Today, Dec. 9, we get the December World Agricultural Supply and Demand Estimates report from the U.S. Department of Agriculture, but typically there is little difference in U.S. ending stocks numbers. USDA doesn’t change corn and soybean yields in this report (only the final report on Jan. 12). USDA might tinker with some supply and demand numbers in the U.S., but typically there are few significant changes in the December report. USDA likely will have similar carryout projections for the U.S. wheat, corn and soybean crops, compared with the November report - big carryouts. That will mean low prices will likely hang around awhile, at least until the January report, where we think USDA once again will increase corn (1 to 2 bushels per acre to 171.5 bushels per acre) and soybean (maybe 0.1 to 0.3 bushels per acre) yields.
As we’ve said before, in 2015, so far we have harvested a record crop of soybeans and, so far, USDA predicts a near-record-yield corn crop, so prices are in the process of bottoming. Since bottoms typically last months, we are looking at a very slow grain market for the next three to five months. We think corn acreage will be increased 1 to 2 bushels per acre in January to a new record yield.
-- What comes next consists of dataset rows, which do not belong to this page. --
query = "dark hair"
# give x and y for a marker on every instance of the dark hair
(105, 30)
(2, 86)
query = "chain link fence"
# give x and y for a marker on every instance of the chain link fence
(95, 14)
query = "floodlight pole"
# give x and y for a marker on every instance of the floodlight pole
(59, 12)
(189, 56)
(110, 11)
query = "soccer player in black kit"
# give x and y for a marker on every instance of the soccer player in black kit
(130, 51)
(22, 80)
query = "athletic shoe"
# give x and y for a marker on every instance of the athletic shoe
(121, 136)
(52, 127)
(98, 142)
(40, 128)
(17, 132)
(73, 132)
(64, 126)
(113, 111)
Forget about selling this winter, and instead focus on lowering cash rents. You will project a 50- to 80-cent or more loss all winter, projecting current prices at harvest. It will be ugly, as you will need to show your banker that you are financing the 50- to 80-cent loss per bushel of corn.
We think now that harvest is over, markets will slow down their descent, but still might go lower and test the 2009 lows of $3.30 per bushel for weekly corn prices, which implies another potential 25- to 30-cent downward price risk in corn into January (when corn yields are likely to be revised higher by 1 to 2 bushels per acre to a new record-large yield of 171.5 bushels per acre).
You can view the Dec. 6 webinar here . Progressive Ag Marketing and Progressive Ag Law PLLC provide a lot of advice and information on what marketing and management decisions to make in the next few months, and even the next two years, as well as information on the Syngenta corn GMO case.
Remember: Do not sell anything at these large losses. In fact, do not sell any grains for the next five months. Instead, buy at the bottom. Buy back all your hedges and keep your corn and soybeans and wheat, because there is little downside risk from here. If you are a livestock producer who uses corn and has to buy feed, buy all your needs for the next two years in the next five months (after the Jan report, which we think will be bearish and cause the bottom to be formed). If you are a speculator, buy. The best way to do so at the bottom is to sell puts after Jan. 12. Sell and sell and sell puts.
They will likely all expire worthless for the next 6 months at least, or longer. Sell puts and take the downside price risk if you are a producer, speculator or trader. Make sure you have the capital to hold these positions until expiration, because there will be a few up days. But not many.
Weather is becoming a nonfactor until mid-March in the U.S., as winter wheat is slipping into dormancy nationwide, and nearly all the corn and soybeans have been harvested (as have almost every other crop). Weather in South America is still warm and dry for northern Brazil, but perfect for central and southern Brazil and Argentina, with warm weather and normal precipitation the next seven days. Thereafter, the eight- to 14-day forecast improves for northern Brazil, with generous rainfall and cooler temps that will improve conditions there if realized. Weather in the U.S. hardly matters from Dec. 1 to March 15, with early spring weather the next major impact on the now dormant HRW wheat crop.
By 11 a.m. today we will see the USDA Dec. report, and if there are any surprises, the market will react immediately (Progressive Ag doesn’t expect any major surprises this month, but expects a bearish surprise in January.